07/02/2014

Vem ai a rua chic


Na minha modesta maneira de ver, a democracia, em São Paulo, passa pela reconquista dos espaços públicos por todos. As ruas especialmente, que assumiram a feição de corredores de carros, não de locais de interação entre os cidadãos.

Fez parte da luta por essa reconversão a reivindicação pela legalização da comida de rua.  Essencialmente, a Prefeitura parar de perseguir os vendedores ambulantes de comida. E eis que, recém-eleito, o vereador Andrea Matarazzo apresentou um projeto autorizando a comercialização de comida nas ruas.

Já analisei esse projeto e não pretendo voltar a isso. Só quero acrescentar que, completo esse ciclo, o que observamos é que a rua ficará chic, e não necessariamente democrática. 

O Guia da Folha de hoje traz a relação de várias iniciativas que se beneficiarão da medida, levando para as ruas uma culinária de classe média, bem estabelecida na cidade. Nada contra isso, claro. Teremos (como exemplo): Me gusta, Gelato Boutique, Astor Truck Bar, Buzina Food Truck, EATinerante, Fichips,  a turma dos Rolando (massinha, doguinho, churrinho) e vem por ai até o Food Park, ao gênero do Mercadinho chic, Chefs na rua, O mercado

Que estes empreendedores conquistem as ruas é meritório. Mas, involuntariamente, lançam uma cortina de fumaça sobre a situação dos vendedores tradicionais de comida de rua, que amargam a situação de "clandestinidade".


A legislação aprovada mostrou que não se constitui numa oportunidade para a comida de rua tradicional. Haverá um controle das administrações regionais sobre essa atividade e a aprovação (o Termo de Permissão de Uso do espaço público) dependerá de uma comissão a ser estabelecida em cada uma delas, com representantes da vigilância sanitária, do CET; uma burocracia enorme e, é de se supor, uma alta dose de arbítrio.

Você, de sã consciência, acha que aquele camarada que vende pequi nas esquinas do centro, ou vende mandioca em carrinhos de pedreiro, bolo, pastel ou queijo da Canastra, conseguirá se legalizar? 

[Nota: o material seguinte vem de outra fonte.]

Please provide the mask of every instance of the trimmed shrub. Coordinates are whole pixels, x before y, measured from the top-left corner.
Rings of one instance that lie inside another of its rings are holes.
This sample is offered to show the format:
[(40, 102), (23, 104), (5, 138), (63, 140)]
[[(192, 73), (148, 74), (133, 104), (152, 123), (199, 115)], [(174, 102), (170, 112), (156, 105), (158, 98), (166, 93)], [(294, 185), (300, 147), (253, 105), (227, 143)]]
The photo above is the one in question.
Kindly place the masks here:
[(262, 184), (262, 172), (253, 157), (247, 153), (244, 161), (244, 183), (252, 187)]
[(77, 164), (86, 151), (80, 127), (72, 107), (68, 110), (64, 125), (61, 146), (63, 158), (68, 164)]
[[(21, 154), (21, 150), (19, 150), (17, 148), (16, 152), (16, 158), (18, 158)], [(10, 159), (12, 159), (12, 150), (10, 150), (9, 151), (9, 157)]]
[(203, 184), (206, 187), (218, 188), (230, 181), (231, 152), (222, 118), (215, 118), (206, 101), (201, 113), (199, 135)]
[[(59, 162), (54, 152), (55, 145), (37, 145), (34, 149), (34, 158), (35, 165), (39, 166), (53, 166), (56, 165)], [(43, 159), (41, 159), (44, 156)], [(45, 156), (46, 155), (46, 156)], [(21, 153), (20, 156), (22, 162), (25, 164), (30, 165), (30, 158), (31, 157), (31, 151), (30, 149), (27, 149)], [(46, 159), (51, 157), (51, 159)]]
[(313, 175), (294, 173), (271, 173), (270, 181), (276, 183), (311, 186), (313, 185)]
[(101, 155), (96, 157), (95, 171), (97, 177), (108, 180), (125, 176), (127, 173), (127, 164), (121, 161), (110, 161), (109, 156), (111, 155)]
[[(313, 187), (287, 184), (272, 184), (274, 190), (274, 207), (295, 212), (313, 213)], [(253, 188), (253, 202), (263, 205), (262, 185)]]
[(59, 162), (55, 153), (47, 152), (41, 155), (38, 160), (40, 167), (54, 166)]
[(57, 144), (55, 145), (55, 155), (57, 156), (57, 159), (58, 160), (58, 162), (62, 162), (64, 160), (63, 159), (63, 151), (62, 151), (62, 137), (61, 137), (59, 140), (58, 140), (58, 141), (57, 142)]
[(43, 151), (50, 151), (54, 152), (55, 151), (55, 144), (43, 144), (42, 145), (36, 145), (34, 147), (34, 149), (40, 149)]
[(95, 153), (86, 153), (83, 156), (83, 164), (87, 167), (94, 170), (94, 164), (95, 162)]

Francamente, não acredito. Teremos então duas cozinhas de rua: a chic, a pobre; New York versus Marsillac. E enquanto isso todos nós admiramos a grandiosidade popular do Mistura, em Lima. Qual será o segredo peruano?


2 comentários:

" MARY DOCES & BOLOS " disse...

É algo Paulistano e de hiper metropole, comida de rua no Brasil "sempre foi "uma alternativa mais barata de comer fora de casa, em salvador um acarajé de R$3,50 serve como uma deliciosa janta para o trabalhador que retorna de casa cansado. EM São Paulo o objeto é outro, "chefs"que não tem condições financeiras de montar um restaurantes, querem praticar um "älta gastronomia" para uma classe media. Pagar R$20,00 reais pois um pão com carne e nomes glamurosos em italiano ou em inglês, lembra em muito o nosso buraco quente servido nos butecos que tem valor máximo de $4,00 reais. Até o nome do movimento Food TRucks é para agradar o publico alvo, como dizia um nobre cantor de forró, esta tudo AMERICANIZADO.

pedrhenriq disse...

Gostei muito do comentário. Apesar de ser um consumidor dessas experiências gastronômicas que surgiram recentemente na rua - sobretudo por uma questão de preço - também vejo com receios o que poderá se transformar a comida de rua se sua implementação for da forma como descrita no projeto original. Só que o prefeito vetou a criação dessa Comissão de Rua, assim como vetou os artigos que tratam da duração do termo de permissão de uso, sua duração por apenas 2 anos, renováveis a mais dois, entre outros detalhes. Por conta disso, me parece que os principais detalhes do projeto foram retirados e ficaremos dependendo da regulamentação. Como alguém que apoia a atual gestão na prefeitura, mas sem ufanismos, acredito que ainda se está num contexto pra evitar justamente essa criação da cozinha chique e da cozinha pobre.